# Order in to Brambleberry!



## AutumnBreezeSoaps (Jul 10, 2014)

So 200 bucks later...ha I promised my hubby I would start small but he should know me by now, we have only been married 27 years. That poor man! I do think he enjoys making the soap as much as I do. He even cleans up after were done making soap. He is sitting on his computer comparing prices on Amazon for oils and Lye. Ended up that most everything (except Shea butter) was cheaper on Brambleberry. So that was cool. Got SO much stuff! Now can't wait to get it.
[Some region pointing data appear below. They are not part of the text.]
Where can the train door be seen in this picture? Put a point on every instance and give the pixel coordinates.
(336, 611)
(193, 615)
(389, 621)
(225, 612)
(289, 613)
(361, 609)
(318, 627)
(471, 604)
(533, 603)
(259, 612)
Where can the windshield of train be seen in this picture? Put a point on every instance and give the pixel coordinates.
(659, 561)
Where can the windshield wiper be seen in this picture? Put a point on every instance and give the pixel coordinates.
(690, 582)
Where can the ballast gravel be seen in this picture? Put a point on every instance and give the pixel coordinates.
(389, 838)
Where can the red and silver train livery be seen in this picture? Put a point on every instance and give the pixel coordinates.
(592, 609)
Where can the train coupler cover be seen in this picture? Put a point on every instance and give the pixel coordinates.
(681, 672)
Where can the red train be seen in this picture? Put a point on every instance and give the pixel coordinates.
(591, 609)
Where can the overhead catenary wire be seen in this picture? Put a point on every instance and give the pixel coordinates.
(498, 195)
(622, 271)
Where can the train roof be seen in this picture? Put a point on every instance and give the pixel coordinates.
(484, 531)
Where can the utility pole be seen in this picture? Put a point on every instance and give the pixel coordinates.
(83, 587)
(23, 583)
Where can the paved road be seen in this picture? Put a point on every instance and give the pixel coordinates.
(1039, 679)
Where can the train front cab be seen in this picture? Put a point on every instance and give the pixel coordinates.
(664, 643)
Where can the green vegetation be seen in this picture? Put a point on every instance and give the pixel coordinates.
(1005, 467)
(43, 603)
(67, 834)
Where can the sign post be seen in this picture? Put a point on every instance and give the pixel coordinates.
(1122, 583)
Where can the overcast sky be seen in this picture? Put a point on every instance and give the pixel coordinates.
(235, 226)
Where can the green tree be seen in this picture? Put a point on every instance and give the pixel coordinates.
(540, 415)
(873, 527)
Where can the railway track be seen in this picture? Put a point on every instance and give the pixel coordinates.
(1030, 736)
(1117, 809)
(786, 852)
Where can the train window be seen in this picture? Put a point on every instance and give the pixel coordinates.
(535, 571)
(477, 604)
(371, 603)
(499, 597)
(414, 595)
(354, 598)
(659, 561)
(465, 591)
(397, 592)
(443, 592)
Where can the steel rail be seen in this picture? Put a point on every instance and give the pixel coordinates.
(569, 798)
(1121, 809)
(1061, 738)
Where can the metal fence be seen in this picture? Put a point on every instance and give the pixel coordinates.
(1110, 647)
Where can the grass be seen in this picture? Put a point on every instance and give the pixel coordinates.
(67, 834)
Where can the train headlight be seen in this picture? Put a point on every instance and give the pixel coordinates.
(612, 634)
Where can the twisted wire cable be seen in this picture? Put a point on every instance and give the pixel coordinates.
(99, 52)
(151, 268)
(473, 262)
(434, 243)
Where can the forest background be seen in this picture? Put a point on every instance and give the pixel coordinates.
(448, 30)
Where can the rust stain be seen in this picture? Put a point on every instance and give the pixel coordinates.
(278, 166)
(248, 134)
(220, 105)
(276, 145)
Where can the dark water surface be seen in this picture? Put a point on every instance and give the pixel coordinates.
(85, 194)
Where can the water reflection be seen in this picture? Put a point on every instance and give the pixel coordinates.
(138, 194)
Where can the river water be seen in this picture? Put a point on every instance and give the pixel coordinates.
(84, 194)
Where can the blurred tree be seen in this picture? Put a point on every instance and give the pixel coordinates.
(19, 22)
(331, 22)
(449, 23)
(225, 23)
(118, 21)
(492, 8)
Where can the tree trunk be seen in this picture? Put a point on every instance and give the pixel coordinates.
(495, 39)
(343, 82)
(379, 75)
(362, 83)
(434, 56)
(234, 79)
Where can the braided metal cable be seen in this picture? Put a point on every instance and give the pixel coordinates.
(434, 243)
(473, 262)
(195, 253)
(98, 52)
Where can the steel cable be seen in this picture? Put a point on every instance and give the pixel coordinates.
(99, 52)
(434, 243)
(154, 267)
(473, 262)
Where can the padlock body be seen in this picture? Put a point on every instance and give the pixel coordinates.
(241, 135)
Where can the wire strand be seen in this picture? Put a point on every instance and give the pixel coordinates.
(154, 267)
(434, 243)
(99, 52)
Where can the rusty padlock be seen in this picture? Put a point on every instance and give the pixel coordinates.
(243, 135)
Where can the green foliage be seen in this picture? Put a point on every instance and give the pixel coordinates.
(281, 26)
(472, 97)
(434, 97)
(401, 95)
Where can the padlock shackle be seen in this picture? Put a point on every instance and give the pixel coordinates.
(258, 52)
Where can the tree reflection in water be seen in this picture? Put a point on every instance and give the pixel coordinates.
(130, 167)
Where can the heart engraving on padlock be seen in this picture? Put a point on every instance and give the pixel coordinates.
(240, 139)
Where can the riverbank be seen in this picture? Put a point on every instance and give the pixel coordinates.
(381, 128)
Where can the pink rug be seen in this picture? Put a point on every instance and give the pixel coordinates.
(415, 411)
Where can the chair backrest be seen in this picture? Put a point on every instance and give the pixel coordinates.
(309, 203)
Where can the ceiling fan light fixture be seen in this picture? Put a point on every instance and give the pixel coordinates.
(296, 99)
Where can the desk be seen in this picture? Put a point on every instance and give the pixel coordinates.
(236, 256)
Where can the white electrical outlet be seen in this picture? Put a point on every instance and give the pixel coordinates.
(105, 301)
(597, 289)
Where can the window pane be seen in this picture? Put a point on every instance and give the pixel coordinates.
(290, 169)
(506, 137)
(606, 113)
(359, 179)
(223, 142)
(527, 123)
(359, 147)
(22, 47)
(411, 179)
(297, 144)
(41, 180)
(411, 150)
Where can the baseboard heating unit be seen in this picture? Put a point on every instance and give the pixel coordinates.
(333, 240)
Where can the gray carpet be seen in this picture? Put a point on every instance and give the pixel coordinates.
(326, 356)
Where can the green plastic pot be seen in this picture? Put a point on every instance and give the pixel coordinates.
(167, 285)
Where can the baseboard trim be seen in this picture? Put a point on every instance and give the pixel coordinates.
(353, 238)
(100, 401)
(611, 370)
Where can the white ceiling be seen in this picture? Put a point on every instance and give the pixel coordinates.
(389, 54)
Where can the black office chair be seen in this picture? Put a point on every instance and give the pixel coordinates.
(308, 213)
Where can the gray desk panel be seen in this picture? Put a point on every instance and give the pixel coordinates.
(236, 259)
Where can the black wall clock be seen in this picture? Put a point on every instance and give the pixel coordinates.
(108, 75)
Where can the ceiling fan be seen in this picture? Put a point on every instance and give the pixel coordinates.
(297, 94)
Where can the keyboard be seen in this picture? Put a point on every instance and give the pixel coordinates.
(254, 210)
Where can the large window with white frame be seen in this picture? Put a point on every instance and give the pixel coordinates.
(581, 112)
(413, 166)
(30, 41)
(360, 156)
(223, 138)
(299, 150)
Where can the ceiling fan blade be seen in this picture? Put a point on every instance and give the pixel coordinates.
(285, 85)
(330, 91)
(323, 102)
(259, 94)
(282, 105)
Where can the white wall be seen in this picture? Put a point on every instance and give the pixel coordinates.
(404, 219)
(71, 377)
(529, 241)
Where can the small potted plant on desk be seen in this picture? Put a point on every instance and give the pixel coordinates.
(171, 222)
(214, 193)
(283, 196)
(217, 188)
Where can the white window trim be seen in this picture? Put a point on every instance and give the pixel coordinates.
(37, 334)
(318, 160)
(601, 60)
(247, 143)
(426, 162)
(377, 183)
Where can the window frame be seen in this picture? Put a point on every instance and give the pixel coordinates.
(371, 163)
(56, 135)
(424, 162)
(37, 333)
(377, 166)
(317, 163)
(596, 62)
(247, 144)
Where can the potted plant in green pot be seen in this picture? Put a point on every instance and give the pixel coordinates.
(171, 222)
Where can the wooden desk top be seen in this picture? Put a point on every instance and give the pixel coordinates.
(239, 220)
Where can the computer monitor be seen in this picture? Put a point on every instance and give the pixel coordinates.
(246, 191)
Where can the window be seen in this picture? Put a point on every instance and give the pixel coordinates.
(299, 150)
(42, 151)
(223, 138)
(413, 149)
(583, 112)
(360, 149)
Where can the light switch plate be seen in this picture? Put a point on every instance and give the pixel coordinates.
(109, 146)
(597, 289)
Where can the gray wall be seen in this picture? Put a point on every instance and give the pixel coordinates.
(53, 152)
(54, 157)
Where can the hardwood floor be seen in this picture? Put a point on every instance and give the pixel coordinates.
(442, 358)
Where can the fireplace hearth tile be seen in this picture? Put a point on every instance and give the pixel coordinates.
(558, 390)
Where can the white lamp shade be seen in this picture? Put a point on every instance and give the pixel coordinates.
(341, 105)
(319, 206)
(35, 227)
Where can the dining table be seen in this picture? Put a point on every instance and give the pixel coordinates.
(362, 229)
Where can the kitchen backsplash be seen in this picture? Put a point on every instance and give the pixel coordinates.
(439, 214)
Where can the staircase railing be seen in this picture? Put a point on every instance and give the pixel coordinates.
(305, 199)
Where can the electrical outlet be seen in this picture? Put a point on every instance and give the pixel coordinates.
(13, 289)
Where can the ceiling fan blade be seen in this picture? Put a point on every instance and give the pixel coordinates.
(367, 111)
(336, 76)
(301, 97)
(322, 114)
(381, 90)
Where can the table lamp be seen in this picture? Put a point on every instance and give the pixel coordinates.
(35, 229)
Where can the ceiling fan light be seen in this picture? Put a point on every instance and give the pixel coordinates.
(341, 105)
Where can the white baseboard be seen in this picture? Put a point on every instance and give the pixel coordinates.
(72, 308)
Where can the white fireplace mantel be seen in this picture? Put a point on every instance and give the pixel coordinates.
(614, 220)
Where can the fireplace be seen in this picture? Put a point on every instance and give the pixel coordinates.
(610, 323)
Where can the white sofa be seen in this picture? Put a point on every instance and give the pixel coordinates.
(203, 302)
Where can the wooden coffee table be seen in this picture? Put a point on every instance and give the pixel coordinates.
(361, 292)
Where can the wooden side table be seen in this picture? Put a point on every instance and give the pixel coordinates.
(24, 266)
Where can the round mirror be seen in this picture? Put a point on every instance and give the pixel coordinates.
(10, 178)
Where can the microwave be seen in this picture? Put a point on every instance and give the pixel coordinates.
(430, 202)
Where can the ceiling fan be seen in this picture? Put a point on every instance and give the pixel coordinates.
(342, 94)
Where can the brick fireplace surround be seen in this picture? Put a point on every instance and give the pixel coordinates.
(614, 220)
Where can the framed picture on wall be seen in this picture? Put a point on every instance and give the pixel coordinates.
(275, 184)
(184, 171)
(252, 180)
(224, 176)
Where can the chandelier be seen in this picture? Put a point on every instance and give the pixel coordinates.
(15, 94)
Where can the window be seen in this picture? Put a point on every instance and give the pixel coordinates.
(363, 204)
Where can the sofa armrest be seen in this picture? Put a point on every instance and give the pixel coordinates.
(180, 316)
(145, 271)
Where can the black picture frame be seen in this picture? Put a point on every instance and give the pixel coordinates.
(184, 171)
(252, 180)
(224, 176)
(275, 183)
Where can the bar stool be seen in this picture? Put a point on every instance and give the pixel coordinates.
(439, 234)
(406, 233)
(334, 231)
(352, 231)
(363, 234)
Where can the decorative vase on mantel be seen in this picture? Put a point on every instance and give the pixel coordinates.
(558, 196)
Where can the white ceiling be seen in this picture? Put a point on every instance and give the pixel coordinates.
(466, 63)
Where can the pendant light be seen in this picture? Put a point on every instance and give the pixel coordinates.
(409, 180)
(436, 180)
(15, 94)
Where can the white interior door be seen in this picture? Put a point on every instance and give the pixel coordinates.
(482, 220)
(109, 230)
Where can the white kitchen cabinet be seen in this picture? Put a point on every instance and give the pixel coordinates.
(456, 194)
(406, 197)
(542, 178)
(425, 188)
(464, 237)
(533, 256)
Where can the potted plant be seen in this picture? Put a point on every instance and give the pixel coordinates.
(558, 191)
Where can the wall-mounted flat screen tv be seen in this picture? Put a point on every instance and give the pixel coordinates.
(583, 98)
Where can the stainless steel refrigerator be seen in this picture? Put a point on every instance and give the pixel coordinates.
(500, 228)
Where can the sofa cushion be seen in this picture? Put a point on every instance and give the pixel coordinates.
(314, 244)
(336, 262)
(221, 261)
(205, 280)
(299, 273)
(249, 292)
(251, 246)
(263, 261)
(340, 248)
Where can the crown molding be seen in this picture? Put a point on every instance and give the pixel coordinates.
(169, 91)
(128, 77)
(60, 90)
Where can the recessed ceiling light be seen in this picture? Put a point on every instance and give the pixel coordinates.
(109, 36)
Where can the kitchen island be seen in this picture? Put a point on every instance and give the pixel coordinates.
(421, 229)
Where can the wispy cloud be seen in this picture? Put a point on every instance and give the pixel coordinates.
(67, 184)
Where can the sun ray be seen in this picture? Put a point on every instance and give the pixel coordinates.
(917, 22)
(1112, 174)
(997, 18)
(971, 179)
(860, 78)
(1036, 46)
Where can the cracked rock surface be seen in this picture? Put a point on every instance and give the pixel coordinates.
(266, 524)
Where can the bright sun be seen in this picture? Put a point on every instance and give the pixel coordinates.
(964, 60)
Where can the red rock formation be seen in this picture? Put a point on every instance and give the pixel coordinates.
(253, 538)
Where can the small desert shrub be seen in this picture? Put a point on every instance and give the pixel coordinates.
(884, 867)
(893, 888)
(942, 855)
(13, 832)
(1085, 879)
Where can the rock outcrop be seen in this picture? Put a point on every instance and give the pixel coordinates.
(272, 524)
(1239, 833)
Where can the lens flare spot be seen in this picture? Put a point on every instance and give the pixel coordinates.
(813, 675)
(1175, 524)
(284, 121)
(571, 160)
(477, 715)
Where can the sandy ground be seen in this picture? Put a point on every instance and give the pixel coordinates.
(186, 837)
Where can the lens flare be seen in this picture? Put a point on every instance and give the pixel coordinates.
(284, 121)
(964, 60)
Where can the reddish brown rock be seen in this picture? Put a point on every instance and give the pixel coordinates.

Does anyone live near central WI and has ordered from there? How long does shipping take on average?


----------



## Bex1982 (Jul 10, 2014)

That's great! I love BB.


----------



## Ellacho (Jul 10, 2014)

I like BB too! Though I live in west coast, it still takes about 5 - 7 days to receive the shipment from BB.


----------



## pamielynn (Jul 10, 2014)

I live in TX so BB can seem a little slow to here - but congrats to you!


----------



## AutumnBreezeSoaps (Jul 10, 2014)

LOL  I use that picture when hubby asks me where did all those extra chickens come from (I raise chickens).


----------



## AutumnBreezeSoaps (Jul 10, 2014)

The good thing about my hubby is if I say I NEED it, he says OK if you need it fine.  LOL  I NEED a lot of stuff for soap making!  RIGHT??


----------



## clhigh29 (Jul 13, 2014)

I also like BB and get almost everything from there.  But I have an awful time planning project because of the shipping.  They filled my order on Friday, June 27th.  It didn't get picked up by Fedex until Monday, June 30th, with an estimated delivery day of July 8th!  My client had to go elsewhere to get what she needed by July 9th.  Fedex blames the delay on Hurricane Arthur.  I live in the Boston area, and the storm was never a threat this far north nor anywhere along the way, staying down around the Cape and offshore.  Last year it would take a week for them to fill my order and another for shipping.  By the time I got my order, I forget WHAT I ordered.


----------



## AutumnBreezeSoaps (Jul 13, 2014)

Ya, it is hard to plan, I know I prob didn't get near enough scented oils because it takes SO much for one batch. I didn't figure in for that.


----------



## seven (Jul 13, 2014)

jealous to all of you in the US. i can only get limited BB products from a supplier in Aussie that carry some of BB stuff.


----------



## AutumnBreezeSoaps (Jul 14, 2014)

Seven, that would be horrific.  I would not enjoy that at all!


----------



## Aline (Jul 14, 2014)

I am in Hawaii but it only takes 2-3 days priority mail from Bellingham  And they are wonderful about using flat rate boxes (but I have to ask).


----------